How should safety training and reasoning training balance abstention differently?
This explores a tension the corpus treats as two separate problems wearing the same word: when a model declines to answer for safety reasons (refusing a request) versus when it declines because it doesn't actually know (abstaining instead of hallucinating) — and why training each well requires opposite instincts.
This explores how 'abstention' means two different things depending on whether you're training for safety or for reasoning — and the corpus suggests the two should be tuned in nearly opposite directions. In reasoning training, abstention is a skill you want to *teach more of*: the model should learn to say 'I don't know' rather than fabricate. In safety training, refusal is something you want to make *more precise*, because over-refusal and biased refusal are themselves failures.
The sharpest tool for reasoning-side abstention is the ternary reward in Can three-way rewards fix the accuracy versus abstention problem?. Binary right/wrong rewards quietly punish honesty — a guess that might be right beats an honest 'I don't know,' so models learn to bluff. Giving abstention its own intermediate reward (correct +1, hallucination −1, abstain in between) makes honest non-answering learnable, cutting hallucinations ~29% while keeping accuracy. The lesson: reasoning abstention has to be *rewarded into existence*, because the default gradient discourages it.
Safety-side refusal has the opposite pathology — there's often too much of it, and it's applied unevenly. Do AI guardrails refuse differently based on who is asking? shows refusal rates shifting based on who appears to be asking — age, gender, perceived ethnicity, even political lean and sports fandom. So a refusal isn't a clean signal of 'this is unsafe'; it's contaminated by sycophancy and demographic noise. And Does safety alignment harm models' ability to roleplay villains? shows the same heavy hand degrading legitimate capability: safety alignment monotonically erodes a model's ability to portray morally complex characters, substituting crude refusal-adjacent behavior for nuance. Here abstention needs *narrowing*, not amplifying.
The reason these can't share one knob is partly architectural.
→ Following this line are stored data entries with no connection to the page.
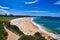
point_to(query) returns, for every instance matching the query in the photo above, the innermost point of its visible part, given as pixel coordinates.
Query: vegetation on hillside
(27, 37)
(14, 28)
(3, 33)
(36, 36)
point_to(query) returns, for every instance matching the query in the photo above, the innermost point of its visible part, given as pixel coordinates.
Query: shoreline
(25, 24)
(41, 28)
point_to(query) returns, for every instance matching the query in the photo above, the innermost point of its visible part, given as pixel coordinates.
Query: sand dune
(26, 26)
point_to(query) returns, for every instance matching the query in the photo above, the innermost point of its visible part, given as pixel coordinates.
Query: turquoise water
(52, 24)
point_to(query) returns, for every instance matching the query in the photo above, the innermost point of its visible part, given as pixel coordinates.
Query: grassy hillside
(6, 18)
(3, 33)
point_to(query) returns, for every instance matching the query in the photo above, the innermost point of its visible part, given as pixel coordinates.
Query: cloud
(2, 7)
(35, 11)
(3, 12)
(32, 2)
(58, 2)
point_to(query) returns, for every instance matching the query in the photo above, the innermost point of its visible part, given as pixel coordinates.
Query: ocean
(52, 24)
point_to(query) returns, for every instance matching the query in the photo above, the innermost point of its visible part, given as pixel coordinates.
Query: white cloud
(35, 11)
(58, 2)
(2, 7)
(3, 12)
(32, 2)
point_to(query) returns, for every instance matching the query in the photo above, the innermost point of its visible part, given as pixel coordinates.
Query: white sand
(41, 28)
(26, 26)
(11, 35)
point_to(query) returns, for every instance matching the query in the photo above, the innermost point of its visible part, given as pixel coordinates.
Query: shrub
(39, 37)
(27, 37)
(3, 33)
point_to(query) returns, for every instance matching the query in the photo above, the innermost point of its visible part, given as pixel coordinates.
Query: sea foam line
(41, 28)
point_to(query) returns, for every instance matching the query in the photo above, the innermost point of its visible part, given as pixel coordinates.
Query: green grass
(3, 33)
(6, 18)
Why does reasoning training help math but hurt medical tasks? locates factual knowledge in lower layers and reasoning adjustment in higher ones — which is why reasoning training that sharpens math can quietly damage knowledge-heavy domains like medicine. An abstention policy tuned for a reasoning benchmark may misfire exactly where knowledge, not reasoning, should govern whether the model speaks. And Does preference optimization harm conversational understanding? shows the broader 'alignment tax': preference optimization rewards confident single-turn answers and suppresses the clarifying questions and hedges that honest abstention depends on — so safety-style preference training can actively erode the reasoning-style honesty you were trying to build.
The under-appreciated takeaway: 'should the model decline?' is the wrong unified question. Reasoning training wants to *increase* honest abstention against a gradient that punishes it; safety training wants to *sharpen and de-bias* refusal that's currently too broad and too socially reactive. Collapse them into one objective and you get a model that refuses the wrong people while still bluffing about the facts.
Sources 5 notes
TruthRL uses three distinct rewards (correct +1, hallucination -1, abstention intermediate) to make abstention learnable. Across four benchmarks, this reduced hallucinations by 28.9% and improved truthfulness by 21.1% compared to binary reward RL.
GPT-3.5 refuses requests at different rates for younger, female, and Asian-American personas, and sycophantically declines to engage with political positions users would disagree with. Sports fandom and other non-political signals also shift refusal sensitivity.
The Moral RolePlay benchmark shows LLM performance drops from 3.21 for moral paragons to 2.62 for villains, with largest degradation between flawed-but-good and egoistic characters. Models fail most on deception and manipulation traits, substituting crude aggression for nuanced malevolence.
Two-phase inference model shows knowledge retrieval operates in lower network layers while reasoning adjustment happens in higher layers. This separation explains why reasoning training improves math but can degrade knowledge-intensive domains like medicine.
RLHF optimizes models for single-turn helpfulness by rewarding confident responses over clarifying questions and understanding checks. This preference alignment systematically reduces grounding acts by 77.5% below human levels, creating an alignment tax where models appear helpful but fail silently in multi-turn contexts.